Richard Stallman, padre del movimiento a favor del software libre, abordó el pasado doce de mayo en Alicante el problema de la libertad y la autoría desde una perspectiva amplia. Stallman criticó duramente la labor de la Oficina Europea de Patentes tanto en el ámbito de la informática como en otras esferas, pues está restringiendo libertades del ciudadano en pro del lucro de grandes empresas. También recalcó la necesidad de educar en la independencia y en la solidaridad a las futuras generaciones, y se dirigió a Zapatero para advertirle del riesgo y la contradicción que supondría pagar con dinero público software privado instalado en ordenadores escolares. Zapatero no especificó qué sistema operativo dispondrán los portátiles prometidos durante el debate del Estado de la Nación y ciertamente la cuestión no es baladí. En primer lugar, como apuntó Stallman, porque la escuela no debe enseñar en la dependencia a una empresa, cualquiera que sea. En segundo lugar, por una cuestión de coherencia, ya que detrás del movimiento liderado por el programador norteamericano se encuentran los mismos valores morales que deben sustentar un sistema educativo y que pasan por la ayuda al prójimo, la ausencia de restricciones en materia de conocimiento, la imposibilidad de mercantilizar el saber y la capacidad de compartir. En tercer lugar, por el ahorro que supone para todos los contribuyentes un software gratuito que, además de facilitar el estudio y la modificación del código fuente, permite la distribución de copias. El gurú del conocimiento libre se lamentó también del retroceso que ha sufrido su país en materia de libertades y puso en duda la capacidad de Obama para restituir todos los derechos perdidos durante el mandato de Bush. “La libertad es precaria si no se valora”, dijo Stallman, y esa frase quedó retumbando en mi cabeza.

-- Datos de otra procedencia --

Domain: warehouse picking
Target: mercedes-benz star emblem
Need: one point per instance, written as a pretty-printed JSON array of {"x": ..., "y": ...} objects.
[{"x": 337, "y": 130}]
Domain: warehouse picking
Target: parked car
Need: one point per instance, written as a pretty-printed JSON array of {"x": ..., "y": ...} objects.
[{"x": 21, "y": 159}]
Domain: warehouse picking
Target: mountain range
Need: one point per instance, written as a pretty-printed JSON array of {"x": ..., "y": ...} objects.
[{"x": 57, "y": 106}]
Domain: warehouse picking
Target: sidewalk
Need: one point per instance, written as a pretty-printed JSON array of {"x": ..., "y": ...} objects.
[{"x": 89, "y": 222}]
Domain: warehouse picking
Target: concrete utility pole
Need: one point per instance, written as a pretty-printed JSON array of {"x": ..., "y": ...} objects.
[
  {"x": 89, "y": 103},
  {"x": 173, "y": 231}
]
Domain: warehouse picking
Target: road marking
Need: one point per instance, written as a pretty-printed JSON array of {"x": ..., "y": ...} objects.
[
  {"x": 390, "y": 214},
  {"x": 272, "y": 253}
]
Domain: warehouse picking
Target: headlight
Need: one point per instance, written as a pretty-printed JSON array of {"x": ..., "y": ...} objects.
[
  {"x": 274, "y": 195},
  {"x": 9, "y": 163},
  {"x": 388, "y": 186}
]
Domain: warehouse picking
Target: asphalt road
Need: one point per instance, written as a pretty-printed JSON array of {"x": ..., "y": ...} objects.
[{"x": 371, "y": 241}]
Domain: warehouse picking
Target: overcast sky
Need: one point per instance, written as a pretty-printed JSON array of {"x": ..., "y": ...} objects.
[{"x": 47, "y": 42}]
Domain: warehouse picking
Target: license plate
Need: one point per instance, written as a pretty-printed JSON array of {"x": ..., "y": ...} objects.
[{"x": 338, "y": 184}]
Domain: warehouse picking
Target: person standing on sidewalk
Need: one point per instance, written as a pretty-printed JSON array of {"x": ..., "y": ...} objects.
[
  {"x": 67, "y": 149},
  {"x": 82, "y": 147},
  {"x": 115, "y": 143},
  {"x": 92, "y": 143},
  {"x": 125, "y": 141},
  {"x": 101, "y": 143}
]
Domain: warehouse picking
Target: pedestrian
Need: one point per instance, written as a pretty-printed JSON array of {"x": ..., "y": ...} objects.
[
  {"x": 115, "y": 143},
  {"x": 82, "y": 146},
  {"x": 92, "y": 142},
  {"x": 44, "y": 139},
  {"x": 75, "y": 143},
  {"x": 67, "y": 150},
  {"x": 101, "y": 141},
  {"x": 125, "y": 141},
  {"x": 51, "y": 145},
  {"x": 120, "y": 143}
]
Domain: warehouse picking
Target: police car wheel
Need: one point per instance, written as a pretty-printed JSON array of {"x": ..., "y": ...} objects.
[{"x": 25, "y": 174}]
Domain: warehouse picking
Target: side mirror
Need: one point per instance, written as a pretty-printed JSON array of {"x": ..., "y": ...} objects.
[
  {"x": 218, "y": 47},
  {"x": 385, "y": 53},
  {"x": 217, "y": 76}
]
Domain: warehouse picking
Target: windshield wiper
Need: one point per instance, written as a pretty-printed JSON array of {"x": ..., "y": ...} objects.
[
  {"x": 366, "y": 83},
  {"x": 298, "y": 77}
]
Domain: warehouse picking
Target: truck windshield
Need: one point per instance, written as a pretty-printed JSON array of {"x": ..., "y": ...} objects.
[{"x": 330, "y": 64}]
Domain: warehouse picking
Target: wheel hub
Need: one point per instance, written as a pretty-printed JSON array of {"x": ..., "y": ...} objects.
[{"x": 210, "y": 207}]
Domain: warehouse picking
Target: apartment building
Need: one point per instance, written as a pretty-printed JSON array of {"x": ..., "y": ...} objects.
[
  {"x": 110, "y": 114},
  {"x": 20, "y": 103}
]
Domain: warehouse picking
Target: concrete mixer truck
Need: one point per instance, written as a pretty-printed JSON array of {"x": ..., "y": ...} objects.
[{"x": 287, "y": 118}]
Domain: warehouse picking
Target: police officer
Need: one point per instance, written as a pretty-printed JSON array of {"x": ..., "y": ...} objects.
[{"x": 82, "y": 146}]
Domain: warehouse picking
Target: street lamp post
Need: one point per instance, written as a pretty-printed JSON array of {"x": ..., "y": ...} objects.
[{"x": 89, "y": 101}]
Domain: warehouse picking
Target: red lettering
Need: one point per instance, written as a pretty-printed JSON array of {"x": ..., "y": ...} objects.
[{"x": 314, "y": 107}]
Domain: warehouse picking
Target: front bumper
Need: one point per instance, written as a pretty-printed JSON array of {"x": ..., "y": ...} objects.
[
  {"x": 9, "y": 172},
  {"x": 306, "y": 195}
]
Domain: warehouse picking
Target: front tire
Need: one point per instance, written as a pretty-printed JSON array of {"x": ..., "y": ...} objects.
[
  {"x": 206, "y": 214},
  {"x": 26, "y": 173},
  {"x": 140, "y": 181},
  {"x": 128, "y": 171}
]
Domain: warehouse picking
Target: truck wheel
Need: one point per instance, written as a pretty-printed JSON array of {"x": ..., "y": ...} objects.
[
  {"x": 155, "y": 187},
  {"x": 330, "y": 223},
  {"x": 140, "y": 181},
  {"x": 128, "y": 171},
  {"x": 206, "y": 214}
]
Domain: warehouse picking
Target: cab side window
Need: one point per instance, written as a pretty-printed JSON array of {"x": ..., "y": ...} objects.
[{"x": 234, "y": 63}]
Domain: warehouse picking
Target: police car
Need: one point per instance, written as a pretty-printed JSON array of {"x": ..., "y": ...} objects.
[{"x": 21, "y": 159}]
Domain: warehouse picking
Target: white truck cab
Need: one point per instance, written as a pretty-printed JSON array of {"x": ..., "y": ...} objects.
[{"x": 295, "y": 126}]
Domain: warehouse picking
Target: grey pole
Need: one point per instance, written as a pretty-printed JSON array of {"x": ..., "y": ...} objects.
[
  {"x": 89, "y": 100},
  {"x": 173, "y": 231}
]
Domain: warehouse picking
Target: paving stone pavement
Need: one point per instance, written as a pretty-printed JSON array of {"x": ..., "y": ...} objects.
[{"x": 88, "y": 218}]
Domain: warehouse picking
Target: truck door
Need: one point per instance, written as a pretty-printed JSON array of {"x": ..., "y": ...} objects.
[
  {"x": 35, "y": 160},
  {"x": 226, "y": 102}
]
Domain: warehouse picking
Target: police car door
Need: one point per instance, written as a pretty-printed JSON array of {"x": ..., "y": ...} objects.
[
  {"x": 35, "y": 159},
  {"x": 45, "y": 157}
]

El franquismo asestó un golpe letal tanto al arte como a la libertad, porque el uno no puede vivir sin la otra y viceversa. Sin embargo, la libertad perdida no dejó de ser valorada ni añorada, al menos por una parte importante de la sociedad. Era precaria porque no estaba permitida, pero su elevado coste era apreciado precisamente por la prohibición que la envolvía. Con la llegada de la democracia se abrió la jaula que había retenido durante demasiado tiempo una jauría de imaginación desbocada. Madrid fue el epicentro de aquel fenómeno sísmico irreverente y la música fue el medio preferido para canalizar toda aquella avidez de libertad. El madrileño barrio de Malasaña, cuna de la Movida Madrileña, tendrá una plaza Antonio Vega junto a uno de los emblemáticos bares que avivaron la ebullición creativa de aquellos años. En ese bar, el Penta, sonaban canciones libres, “canciones que consiguen que te pueda amar”. Buenos recuerdos para el poeta de Nacha Pop, buenos recuerdos para nosotros, porque los recuerdos, por fortuna, nunca tendrán derechos de autor.